Nicht nur der Mann mit dem lustigen Namen und der kompetenten
Dirigiertechnik, sondern auch die MDR-Rundfunksinfoniker finden spürbar Lust an der notenschweren Partitur. Das ist nicht immer detailgenau, nicht immer in jeder Phrase hochtransparent, aber genug, um Haenchens geschickt gestrickte Dramaturgie in Szene zu setzen. Sei es die brachiale Wucht im "Dies Irae" oder die schimmernden Weichzeichnungen des "Offertorium". Fast schon überflüssig zu
erwähnen, dass der famose MDR-Rundfunkchor sowohl im fortissimo als auch im pianissimo mal wieder Bäume ausreißt.

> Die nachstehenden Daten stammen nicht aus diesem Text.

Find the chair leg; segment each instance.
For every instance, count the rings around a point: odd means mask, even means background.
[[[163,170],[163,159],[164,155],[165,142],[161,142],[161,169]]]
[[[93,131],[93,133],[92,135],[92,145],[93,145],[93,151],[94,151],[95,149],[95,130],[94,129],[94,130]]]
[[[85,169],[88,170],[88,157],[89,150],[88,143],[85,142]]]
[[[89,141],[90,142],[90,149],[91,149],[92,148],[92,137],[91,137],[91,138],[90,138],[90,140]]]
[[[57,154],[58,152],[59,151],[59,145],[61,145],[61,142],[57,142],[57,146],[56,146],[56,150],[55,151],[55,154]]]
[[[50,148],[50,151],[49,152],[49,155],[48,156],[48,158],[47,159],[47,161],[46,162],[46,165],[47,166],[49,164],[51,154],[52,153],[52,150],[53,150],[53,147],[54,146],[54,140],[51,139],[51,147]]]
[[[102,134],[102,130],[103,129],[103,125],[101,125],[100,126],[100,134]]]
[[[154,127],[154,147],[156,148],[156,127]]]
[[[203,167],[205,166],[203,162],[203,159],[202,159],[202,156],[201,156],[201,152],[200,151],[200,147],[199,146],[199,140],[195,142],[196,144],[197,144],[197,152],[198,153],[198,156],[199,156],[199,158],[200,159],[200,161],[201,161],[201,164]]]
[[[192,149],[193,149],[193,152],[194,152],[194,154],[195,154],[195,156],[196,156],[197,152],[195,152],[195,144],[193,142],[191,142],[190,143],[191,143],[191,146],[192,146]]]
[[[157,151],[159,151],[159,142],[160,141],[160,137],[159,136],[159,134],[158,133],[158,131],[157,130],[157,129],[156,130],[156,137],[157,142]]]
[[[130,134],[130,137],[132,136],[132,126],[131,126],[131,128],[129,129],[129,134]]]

Was glücklicherweise auch auf die Solistenriege abfärbt. Vielleicht könnte Deon van der Walts Tenor ein wenig schwereloser daherkommen, der nicht unebenen Strecke ist er allemal gewachsen - wie seine Kollegen Angela Maria Blasi (Sopran), Lani Poulson (Mezzosopran) und Harry Peeters (Bass). Haenchen hat hier nämlich nicht nur handwerkssichere Sänger zur Hand, sondern kann ihnen auch in den elegischen Vokalquartetten einen Sinn für den gemeinschaftlich-übergeordneten Gesamtklang vermitteln.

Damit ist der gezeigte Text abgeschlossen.